A little ways below, hopping from rock to rock trying to avoid black ice, sensation comes back to my fingers and the sun rises. The blackness was hiding some beautiful alpine terrain below including lakes, or ‘tarns’, as the natives would call them. What an invigorating wonderful life! I show my guide Laurence what it is like to ski in the skree field of rocks. As we’re taking this ‘short cut’ through the small rocks, a cliff ban looms before us; he then turns to me and asks how much technical climbing I have done. It’s really only a small pitch of 5.7 or 5.8 and were ‘skiing’ again down the loose rock. Back at camp, breakfast tastes good.

Saturday, August 5th Mt. Kenya

Then begins the long force march down to the park entrance, typically taking about 6 hours; we do it in 3 1/2 hours and I’m feeling pretty rubbery. The wise hiker would do this entire trek in 4 or 5 days in order to get used to the higher altitude and to relax a little in this amazing environment.

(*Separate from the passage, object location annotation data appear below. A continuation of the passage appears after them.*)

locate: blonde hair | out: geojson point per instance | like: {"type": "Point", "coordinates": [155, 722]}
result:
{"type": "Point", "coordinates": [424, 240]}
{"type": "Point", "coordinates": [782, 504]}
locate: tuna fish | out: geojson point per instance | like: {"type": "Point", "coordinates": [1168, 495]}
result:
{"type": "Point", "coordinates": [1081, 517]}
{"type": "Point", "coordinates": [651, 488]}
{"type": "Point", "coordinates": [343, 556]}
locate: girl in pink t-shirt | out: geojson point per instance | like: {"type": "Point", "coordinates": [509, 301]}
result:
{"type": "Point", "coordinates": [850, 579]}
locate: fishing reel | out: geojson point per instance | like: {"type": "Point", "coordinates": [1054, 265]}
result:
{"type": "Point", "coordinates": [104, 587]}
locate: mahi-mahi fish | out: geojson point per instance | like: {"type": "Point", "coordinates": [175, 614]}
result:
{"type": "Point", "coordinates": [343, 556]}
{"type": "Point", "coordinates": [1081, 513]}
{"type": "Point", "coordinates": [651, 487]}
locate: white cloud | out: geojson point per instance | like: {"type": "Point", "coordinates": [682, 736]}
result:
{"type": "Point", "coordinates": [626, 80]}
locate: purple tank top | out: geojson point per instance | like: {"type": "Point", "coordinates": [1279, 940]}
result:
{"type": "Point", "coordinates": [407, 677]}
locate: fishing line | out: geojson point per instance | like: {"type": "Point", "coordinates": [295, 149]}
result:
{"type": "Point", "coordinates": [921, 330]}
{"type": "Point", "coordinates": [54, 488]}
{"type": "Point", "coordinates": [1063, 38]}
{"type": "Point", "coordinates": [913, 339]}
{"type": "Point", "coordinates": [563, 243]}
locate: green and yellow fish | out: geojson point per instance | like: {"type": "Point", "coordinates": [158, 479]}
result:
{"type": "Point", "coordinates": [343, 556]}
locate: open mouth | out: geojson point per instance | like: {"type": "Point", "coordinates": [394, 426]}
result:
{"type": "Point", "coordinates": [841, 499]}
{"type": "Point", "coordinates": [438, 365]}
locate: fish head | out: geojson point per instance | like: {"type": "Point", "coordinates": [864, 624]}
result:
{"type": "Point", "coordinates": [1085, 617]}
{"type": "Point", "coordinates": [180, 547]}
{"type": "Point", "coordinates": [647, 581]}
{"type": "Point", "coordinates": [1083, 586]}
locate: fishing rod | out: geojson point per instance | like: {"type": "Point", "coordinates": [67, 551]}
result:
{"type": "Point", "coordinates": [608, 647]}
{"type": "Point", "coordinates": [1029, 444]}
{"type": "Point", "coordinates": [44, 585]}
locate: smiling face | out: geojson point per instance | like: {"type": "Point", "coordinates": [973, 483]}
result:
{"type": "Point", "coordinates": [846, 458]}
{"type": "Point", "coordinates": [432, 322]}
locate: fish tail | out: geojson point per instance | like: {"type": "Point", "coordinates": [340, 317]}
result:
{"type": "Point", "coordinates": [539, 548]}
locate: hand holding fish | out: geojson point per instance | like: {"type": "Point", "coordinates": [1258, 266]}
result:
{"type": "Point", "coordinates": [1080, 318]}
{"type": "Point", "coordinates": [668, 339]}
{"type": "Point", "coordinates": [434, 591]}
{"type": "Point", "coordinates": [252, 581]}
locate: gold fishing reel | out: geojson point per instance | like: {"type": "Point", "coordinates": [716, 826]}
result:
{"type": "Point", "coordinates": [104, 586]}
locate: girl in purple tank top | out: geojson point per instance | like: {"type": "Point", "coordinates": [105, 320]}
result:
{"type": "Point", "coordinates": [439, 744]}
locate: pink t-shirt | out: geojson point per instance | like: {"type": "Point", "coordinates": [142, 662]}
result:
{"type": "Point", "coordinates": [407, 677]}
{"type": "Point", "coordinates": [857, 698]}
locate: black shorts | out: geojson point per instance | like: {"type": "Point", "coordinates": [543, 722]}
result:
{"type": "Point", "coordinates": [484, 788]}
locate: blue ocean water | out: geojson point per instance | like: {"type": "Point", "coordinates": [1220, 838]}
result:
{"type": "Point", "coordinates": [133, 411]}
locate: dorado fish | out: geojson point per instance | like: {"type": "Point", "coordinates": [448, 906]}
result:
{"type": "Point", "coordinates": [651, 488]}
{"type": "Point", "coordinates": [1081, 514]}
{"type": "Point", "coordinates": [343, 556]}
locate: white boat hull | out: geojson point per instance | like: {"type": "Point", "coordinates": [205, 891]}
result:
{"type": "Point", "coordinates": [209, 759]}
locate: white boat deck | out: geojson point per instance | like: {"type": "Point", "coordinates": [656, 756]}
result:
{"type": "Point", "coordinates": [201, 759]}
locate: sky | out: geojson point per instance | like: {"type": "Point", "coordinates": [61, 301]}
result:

But early tomorrow I’ll have to be on a plane home, and it takes 4 hours to drive back back to Nairobi.

So we do the entire climb in less than 48 hours ….. fools rush in. The price I paid was a doozy of a head cold, and an ear infection which plagued me on my long journey home.

Just as an aside, everyone I met would ask, “where are you from?”. I was surprised at how many guessed other countries before the U.S.A. But after I thought about it ….. when I was in Ethiopia with Bereket, we would meet someone and he would tell me where he was from very accurately. (This is quite a challenge because there are about 200 tribes in Ethiopia.) He knew by their accent and mannerisms. Since I was from a totally different background and culture, I didn’t have a clue. They all looked similar to me. So why should I be surprised that to Africans I would look and sound the same as every other white honky! By the way, when they found out I was from U.S.A. they would say knowingly:


“No Utah”


“yes, it’s near California”.

It was a great privilege for me to come to Africa. My time on Mt, Kenya was the icing on the cake. This was no major accomplishment by mountaineering standards. But for me, Mt. Kenya offered mystery, challenge and a chance to satisfy my insatiable hunger for being in the mountains. It was my dream to climb this peak since I first laid eyes on it in a book about trekking in east Africa many moons ago. This desire was only magnified when I realized that at the base of this massive geological formation was one of the great coffee growing regions of the world.

– John Bolton …… Salt Lake Roasting Co.